JON MEACHAM (JM): I was standing on the Edmund Pettus Bridge in Selma in March of 2020 with my family and about a thousand other people. It was John’s last trip there, and that was fairly evident. He’d been diagnosed with pancreatic cancer the previous fall.
I’d known him for about twenty-eight years. I always thought I would write about him, but I wasn’t sure when. I thought I had another decade or so, because I thought he would keep going. I was standing there watching him, and he had, because of the cancer, lost a lot of weight. So he was physically more like the John Lewis who had been on the bridge on Bloody Sunday in 1965, more like the Lewis of the Freedom Rides and the sit-ins of 1960, ’61, ’62.
I realized, as he was speaking, that his life and message are exactly the antidotes to where we are now politically. He spoke of faith, both in God and in America, both secular and sacred terms. And I thought, “This is a story that needs to be told as much as possible. Not because it’s a fairy tale, not because it’s uncomplicated, but because it is complicated.” The world he was fighting to change sixty years ago is in some ways resurgent, and the lessons and the strengths he brought to the fight bear our attention.
DR: He had already written an autobiography. When you told him about this, did he say, “I don’t need any more books about me”?
JM: He was very generous.
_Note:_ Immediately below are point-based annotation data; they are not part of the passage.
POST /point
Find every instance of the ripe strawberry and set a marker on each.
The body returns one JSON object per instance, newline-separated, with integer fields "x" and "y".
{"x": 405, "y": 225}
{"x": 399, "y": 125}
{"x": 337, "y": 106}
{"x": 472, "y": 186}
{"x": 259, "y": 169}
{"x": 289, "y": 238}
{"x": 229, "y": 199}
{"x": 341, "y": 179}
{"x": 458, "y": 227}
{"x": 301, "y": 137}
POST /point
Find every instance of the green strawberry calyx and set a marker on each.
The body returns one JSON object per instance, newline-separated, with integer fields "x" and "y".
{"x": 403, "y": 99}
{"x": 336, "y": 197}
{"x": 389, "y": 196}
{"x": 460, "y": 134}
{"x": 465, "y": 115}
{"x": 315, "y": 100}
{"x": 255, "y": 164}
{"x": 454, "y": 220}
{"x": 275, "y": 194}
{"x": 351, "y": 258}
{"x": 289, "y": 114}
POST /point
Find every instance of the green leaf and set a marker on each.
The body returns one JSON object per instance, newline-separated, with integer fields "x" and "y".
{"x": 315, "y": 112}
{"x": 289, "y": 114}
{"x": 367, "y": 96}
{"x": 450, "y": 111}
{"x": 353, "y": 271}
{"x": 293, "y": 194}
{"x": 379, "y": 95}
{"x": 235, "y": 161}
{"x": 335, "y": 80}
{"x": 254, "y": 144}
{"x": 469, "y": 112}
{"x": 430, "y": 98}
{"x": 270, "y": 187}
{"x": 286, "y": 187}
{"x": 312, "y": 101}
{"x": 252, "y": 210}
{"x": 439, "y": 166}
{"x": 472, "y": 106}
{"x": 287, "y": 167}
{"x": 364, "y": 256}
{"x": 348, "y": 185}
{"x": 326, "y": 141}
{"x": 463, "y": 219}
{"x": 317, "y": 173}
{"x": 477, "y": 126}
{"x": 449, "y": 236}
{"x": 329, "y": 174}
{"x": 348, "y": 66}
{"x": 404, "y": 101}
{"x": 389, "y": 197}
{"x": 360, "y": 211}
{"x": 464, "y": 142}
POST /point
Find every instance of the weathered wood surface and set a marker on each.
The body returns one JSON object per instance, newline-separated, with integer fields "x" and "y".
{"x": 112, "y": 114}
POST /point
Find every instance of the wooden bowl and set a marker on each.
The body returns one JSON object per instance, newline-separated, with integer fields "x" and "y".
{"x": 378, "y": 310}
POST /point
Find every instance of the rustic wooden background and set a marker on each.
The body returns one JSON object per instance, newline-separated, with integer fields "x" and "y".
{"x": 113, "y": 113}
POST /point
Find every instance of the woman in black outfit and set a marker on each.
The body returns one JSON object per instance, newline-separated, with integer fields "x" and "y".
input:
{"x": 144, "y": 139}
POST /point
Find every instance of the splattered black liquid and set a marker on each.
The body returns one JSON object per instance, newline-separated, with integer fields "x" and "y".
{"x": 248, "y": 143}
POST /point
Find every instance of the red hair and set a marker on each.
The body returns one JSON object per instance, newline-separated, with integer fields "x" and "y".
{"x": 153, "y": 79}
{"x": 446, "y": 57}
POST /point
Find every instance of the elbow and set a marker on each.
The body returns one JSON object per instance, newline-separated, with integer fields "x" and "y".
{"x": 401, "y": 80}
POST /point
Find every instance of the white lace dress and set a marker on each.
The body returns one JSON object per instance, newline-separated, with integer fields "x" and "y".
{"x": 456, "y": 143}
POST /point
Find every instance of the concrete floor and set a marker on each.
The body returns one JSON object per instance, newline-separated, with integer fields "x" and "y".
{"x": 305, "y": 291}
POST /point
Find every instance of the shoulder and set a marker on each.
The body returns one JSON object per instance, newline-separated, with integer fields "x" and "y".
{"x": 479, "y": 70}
He has a really excellent autobiography, Walking with the Wind, published in 1998. What I told him was that I wanted to do a kind of theological view of what had brought him to the bridge.
That was the fundamental question: Why was he on that bridge on Sunday, March 7, 1965? There were a lot of other places he could have been. What was it about him, his character, his background, his vision of the world that put him in the maelstrom of history?
He said, “Call anytime.” We talked probabl
y a dozen times, from early March until the third week of June. He died on July 17.
I don’t always do this, but in the three decades or so that I’d known him, whenever we’d spoken, I tended to keep notes on it, because he was a very astute student of history. John was one of the great listeners of all time. Howard Baker once said that the art of politics lies to some extent in the art of listening eloquently. And John Lewis did that.
And when he spoke, he did so with this prophetic voice, this deep voice. And we argued for twenty-eight years about a very fundamental point, which was that John Lewis believed that if you and I put our hearts and minds in the right place, if we oriented ourselves correctly, we could bring about the Kingdom of God on earth. That the vision of Isaiah, the vision of Micah, the vision of the Christian New Testament could come into actual, tangible reality.
I don’t believe that. I think that we’re too frail, too fallible to do it, but John Lewis did believe it. I wanted to explore the experience of someone born in a segregated society who faced white-sanctioned, state-sanctioned totalitarian violence. What made him think that perfection was possible? That was not an angle of vision that he had spent a lot of time contemplating himself, so he was very welcoming to that theme being explored.
DR: Did he live to see a draft of your book?
JM: He read it. I was touched by that. He contributed an afterword. I wanted him to have the last word, because this is an appreciative account.
There may be warts to John Lewis, but if so, they’re pretty minor. They’re mostly about pride and ego, more than anything else, which is another reason I wanted to do it. You and I know a lot of folks who had exemplary early careers who tended to take care of themselves as life went on. They started out doing good and they ended up doing well. John Lewis didn’t do that. He stayed in the fight, he stayed in the arena. And I wanted to explore what the roots of that had been.